While most investors trust their financial advisors, many say they’ve had an experience undermining that trust.

Trust is the axis upon which an advisor-client relationship revolves, and according to “Trust and Financial Advice,” a paper from Vanguard’s Center for Investment Research, most advisors seem to be doing a good job establishing and maintaining their clients’ trust.

In a recent survey sponsored by the Valley Forge, Pa.-based asset manager, eight-in-ten respondents gave their financial advisors a high trust rating. Yet one-fourth of the survey participants reported having had an experience that damaged their trust in a current or previous financial advisor.

Vanguard asked survey participants to rate their trust in their advisor on a scale from 0 to 10, with 10 representing the highest level of trust, and ratings from 8 to 10 representing high trust. Overall, 81 percent of the participants answered in the 8-to-10 range.

The research links a client’s trust in their advisor with their willingness to make recommendations and increase the share of assets held with an advisor. More than three-quarters of the investors who reported high levels of trust had already recommended their advisor to others, compared with fewer than half of those with lower levels of trust. Most high-trust respondents, 70 percent, said they were likely to give their advisors additional money to invest, compared with fewer than one-third of investors with more moderate levels of trust. The study also correlated trust with client retention.

Average levels of trust varied depending on investor characteristics. Trust positively correlates with investor age and tenure of financial advisors. While most investors under the age of 50, 72 percent, gave their advisors a high trust rating, 86 percent of respondents aged 65 or older said the same. While 65 percent of investors with less than a year of tenure with their advisors reported high levels of trust, 89 percent of those who had maintained an advisory relationship for 15 years or more had high levels of trust in their provider.

Wealthier investors tended to display higher levels of trust in their advisors. While 80 percent of the mass affluent, defined as those with investable assets between $100,000 and $1 million, reported high levels of trust in their advisors, 91 percent of ultra-high-net-worth investors with more than $5 million in investible assets said the same.

On average, Vanguard’s respondents had been working with advisors for 17 years, but had only been with their current advisors for around 10. Over half of the respondents had switched advisors during their investment lifetimes, with 22 percent reporting a breach of trust between them and their advisor.

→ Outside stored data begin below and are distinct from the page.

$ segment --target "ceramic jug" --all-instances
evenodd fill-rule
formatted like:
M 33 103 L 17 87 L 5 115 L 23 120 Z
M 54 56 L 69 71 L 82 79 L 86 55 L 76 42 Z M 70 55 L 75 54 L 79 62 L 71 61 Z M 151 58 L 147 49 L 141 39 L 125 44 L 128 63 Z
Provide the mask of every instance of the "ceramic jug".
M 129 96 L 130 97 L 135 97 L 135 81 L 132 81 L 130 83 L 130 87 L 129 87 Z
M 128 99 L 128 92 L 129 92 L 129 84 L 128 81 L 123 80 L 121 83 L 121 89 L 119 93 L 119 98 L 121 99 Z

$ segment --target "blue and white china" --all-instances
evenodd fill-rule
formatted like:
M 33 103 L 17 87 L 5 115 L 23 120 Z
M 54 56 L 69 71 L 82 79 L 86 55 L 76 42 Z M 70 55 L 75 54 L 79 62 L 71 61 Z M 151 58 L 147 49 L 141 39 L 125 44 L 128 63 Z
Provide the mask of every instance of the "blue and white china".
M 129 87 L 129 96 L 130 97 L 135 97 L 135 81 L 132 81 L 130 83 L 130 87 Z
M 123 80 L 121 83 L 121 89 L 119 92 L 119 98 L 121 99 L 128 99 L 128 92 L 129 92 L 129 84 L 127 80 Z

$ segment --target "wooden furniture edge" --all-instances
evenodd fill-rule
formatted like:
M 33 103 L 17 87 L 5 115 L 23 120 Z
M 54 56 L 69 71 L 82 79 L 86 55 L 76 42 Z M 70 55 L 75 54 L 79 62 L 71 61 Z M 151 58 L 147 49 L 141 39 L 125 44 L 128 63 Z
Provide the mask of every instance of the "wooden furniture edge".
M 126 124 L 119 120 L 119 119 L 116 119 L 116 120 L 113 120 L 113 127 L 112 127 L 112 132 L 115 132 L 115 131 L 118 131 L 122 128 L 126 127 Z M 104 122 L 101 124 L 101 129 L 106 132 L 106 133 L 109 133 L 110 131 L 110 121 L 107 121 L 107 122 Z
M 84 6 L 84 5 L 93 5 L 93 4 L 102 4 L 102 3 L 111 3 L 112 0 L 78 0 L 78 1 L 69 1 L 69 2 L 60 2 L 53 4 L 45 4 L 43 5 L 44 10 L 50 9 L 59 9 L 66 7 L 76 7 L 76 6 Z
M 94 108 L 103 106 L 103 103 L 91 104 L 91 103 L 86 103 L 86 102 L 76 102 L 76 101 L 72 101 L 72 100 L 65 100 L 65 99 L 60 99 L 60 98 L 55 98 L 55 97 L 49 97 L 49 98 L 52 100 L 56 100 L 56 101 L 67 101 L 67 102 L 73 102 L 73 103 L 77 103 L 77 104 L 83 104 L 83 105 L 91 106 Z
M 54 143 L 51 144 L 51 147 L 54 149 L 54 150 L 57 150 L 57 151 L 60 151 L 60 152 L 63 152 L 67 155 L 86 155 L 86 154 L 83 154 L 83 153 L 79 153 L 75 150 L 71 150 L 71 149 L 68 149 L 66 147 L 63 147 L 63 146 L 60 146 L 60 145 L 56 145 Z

Among the participants, the most common reasons for broken trust within an advisory relationship were portfolio underperformance caused by the advisor, inattentiveness towards a client or their portfolio, poor investment recommendations given the client’s goals and risk tolerance, and failing to achieve investment goals.

Respondents receiving advice through a regional broker-dealer and wirehouse channels tended to display higher levels of trust in their advisor than those working with insurance companies, independent broker-dealers, RIAs and banks.